The shareholders, led by Irish Continental Group (ICG), are expected to inject between £3 million and £5 million in new equity. The secured banking creditors, who are owed around £6 million, would not face any writeoffs but the unsecured creditors who are owed £25 million, would receive only between 20p and 40p in the pound.
The largest unsecured creditors are the hauliers, who are owed about £17 million. They are expected to receive up to 40p in the pound, as they had extended significant credit to the shipping company before it went into examinership. The trade creditors, owed £8 million, would receive 20p in the pound under the proposals.
The restructuring envisages between 170 and 200 redundancies out of the 600 workforce. They are to be offered ex gratia payments on top of their statutory entitlements.
Most of the redundancies would occur in Britain and in continental Europe but around 70 would arise in Ireland. Most of these some 40, would be in Bell's Dublin headquarters. SIPTU is to hold a special meeting of members to decide if the union would oppose the redundancies or seek special compensation for the transfer of work to other locations.
ICG has a 25 per cent stake in Bell Lines. Two venture capital funds, NatWest Ventures and CVC Capital Partners, each have a 30 per cent stake. The management controls the remaining 15 per cent. These holdings now have little value.
Bell Lines went into examinership last February to facilitate the orderly restructuring of the company". Its financial problems were first highlighted in the middle of 1996 when ICG announced its interim results.

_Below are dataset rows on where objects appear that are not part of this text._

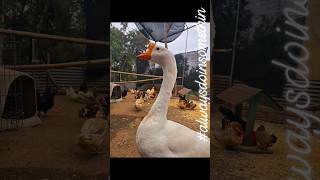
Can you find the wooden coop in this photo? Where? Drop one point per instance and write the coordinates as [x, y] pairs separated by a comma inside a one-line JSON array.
[[18, 104], [115, 93], [239, 94]]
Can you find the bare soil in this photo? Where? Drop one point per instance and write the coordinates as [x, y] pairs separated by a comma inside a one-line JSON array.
[[228, 164], [49, 150]]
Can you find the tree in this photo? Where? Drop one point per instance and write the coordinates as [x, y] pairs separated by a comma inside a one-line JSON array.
[[124, 49]]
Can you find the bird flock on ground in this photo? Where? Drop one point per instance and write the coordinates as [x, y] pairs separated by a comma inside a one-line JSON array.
[[233, 133], [94, 129], [142, 96]]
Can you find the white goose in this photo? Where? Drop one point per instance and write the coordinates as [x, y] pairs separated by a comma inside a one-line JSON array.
[[156, 135]]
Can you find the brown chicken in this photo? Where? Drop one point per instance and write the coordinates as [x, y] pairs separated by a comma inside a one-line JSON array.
[[264, 140], [93, 134], [231, 136]]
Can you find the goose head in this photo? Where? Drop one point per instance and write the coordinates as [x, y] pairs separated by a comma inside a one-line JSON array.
[[157, 54]]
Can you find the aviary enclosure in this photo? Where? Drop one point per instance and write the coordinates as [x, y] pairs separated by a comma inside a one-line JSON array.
[[138, 85], [53, 89], [259, 110]]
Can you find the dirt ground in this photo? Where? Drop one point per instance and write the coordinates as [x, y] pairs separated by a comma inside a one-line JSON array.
[[49, 150], [124, 122], [228, 164]]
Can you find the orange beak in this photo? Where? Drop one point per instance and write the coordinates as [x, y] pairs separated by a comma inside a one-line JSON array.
[[147, 54]]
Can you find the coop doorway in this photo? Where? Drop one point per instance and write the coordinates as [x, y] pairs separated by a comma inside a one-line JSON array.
[[115, 93], [18, 105]]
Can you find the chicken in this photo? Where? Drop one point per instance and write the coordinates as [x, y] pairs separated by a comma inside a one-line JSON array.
[[152, 93], [89, 110], [229, 115], [184, 103], [264, 140], [84, 87], [80, 97], [146, 96], [231, 136], [139, 103], [132, 91], [124, 93], [45, 101], [72, 94], [93, 134], [86, 97]]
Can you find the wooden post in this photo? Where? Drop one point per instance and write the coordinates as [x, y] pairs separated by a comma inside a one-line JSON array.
[[251, 120], [165, 35], [238, 110]]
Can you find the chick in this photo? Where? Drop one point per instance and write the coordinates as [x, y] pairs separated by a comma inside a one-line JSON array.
[[264, 140]]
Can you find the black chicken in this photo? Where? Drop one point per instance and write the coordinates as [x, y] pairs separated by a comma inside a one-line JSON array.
[[228, 114], [45, 101], [124, 92], [84, 87]]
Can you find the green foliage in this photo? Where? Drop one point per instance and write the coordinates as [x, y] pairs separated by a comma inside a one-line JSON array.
[[124, 49], [57, 17]]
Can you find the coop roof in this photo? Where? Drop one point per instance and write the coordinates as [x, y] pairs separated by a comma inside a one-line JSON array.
[[239, 93], [184, 91]]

However, they turned out much worse than expected and earlier this year ICG wrote off its carrying interest in Bell Lines. That amounted to £1.6 million. Its share of losses amounted to £1.5 million, which indicated that Bell incurred a loss of £6 million.

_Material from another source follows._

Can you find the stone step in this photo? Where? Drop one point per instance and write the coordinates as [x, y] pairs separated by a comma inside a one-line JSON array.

Bell Lines has been experiencing trading problems on a number of fronts. In common with other freight operators on the British and European routes, it suffered from lower volumes and rates as a result of the pricing policy of the Channel Tunnel shuttle.
On top of that, its Waterford Belview terminal was hit by hurricane Lili which damaged two cranes. That crippled operations and cost it £4 million.